The mimic men - V. S. Naipaul [69]
The slogan was for a brand of rum. The first prize was the unheard-of sum of five thousand dollars, and the winner was to be announced soon. Cecil had been ceaselessly inventive. Thousands and thousands of the coloured entry forms had been showered on the city and our towns and villages – you could see the pink, blue or green forms even in the gutters – but Cecil was convinced that the prize was going to be his. He said, impressively, that he ‘needed’ the money: The name of the rum was Isabella Rum and Cecil’s final prize-winning slogan, which he publicized as soon as he had sent it in, hoping no doubt to reduce the rest of us to despair, was At my parties I fly high with Isabella. We had all assumed that a reference to parties was the ‘trick’ requirement of the slogan judges: the drawing on the entry form was of a party scene in a country of the North. I now believe the drawing to have been an imported multi-purpose block. It could have been used to advertise a dance or dancing school, a gala night at a restaurant or hotel, a tailoring establishment. But in all our slogans we assumed the role of metropolitan party-givers. We did so easily; at Isabella Imperial we were natural impersonators.

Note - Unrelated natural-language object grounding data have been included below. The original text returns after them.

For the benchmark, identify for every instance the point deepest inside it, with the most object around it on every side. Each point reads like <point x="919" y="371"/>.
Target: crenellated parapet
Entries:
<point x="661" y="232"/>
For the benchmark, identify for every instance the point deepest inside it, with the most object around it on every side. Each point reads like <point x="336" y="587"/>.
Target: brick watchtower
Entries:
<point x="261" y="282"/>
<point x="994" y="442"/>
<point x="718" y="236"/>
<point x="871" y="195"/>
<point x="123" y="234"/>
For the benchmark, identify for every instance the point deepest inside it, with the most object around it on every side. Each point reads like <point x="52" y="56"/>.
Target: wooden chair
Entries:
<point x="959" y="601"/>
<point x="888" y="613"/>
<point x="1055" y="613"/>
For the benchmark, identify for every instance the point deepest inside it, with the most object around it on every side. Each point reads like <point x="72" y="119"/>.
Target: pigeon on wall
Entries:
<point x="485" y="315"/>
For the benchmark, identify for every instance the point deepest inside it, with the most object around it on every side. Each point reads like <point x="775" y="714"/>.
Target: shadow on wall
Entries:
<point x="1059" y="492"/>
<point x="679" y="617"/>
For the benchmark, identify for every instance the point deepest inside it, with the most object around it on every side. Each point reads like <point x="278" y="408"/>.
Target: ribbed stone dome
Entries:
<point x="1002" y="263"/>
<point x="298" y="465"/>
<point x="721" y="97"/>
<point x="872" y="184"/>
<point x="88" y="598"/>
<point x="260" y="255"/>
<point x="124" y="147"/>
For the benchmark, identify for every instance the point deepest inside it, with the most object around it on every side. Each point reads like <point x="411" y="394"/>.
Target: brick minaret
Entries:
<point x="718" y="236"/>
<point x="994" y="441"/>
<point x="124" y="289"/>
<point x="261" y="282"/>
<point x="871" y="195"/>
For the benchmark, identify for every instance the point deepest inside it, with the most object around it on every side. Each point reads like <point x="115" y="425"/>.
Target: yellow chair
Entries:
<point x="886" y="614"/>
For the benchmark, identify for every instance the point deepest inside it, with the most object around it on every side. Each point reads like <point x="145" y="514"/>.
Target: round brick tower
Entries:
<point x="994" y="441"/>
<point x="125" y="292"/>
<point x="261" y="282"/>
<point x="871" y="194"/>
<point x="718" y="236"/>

The slogan excitement, alas, ended as limply as many of our other excitements. The result dismayed the school. Many secret slogan-coiners came out into the open and were as noisy as Cecil had been. We didn’t think the judging had been fair. For one thing the result came too soon after the closing date of the competition. And we didn’t think much of the winning slogan. It was Don’t thank me, thank Isabella. The drawing that went with it showed a man in evening garb of some sort showing his guests to the door on a night which, to go by the furs of the tall ladies, was wintry. He was speaking the words to his guests; and in a further balloon, attached to his head by a line of diminishing circles, to indicate unspoken thought, were the words ‘Is a rum, Isabella!’ For a week or so the newspapers carried the photograph of the very happy slogan-deviser. He was an old Negro labourer, one of those who worked on his own plot of chives or on a citrus plantation. He sat on a bentwood chair in front of his weather-beaten shack; before him was a table with bottles of Isabella Rum and tumblers on an embroidered tablecloth.
‘I am not going to touch Isabella Rum from now on,’ Cecil said. ‘Let them drink their own rum. “Is a rum, Isabella.” I don’t call that a slogan.’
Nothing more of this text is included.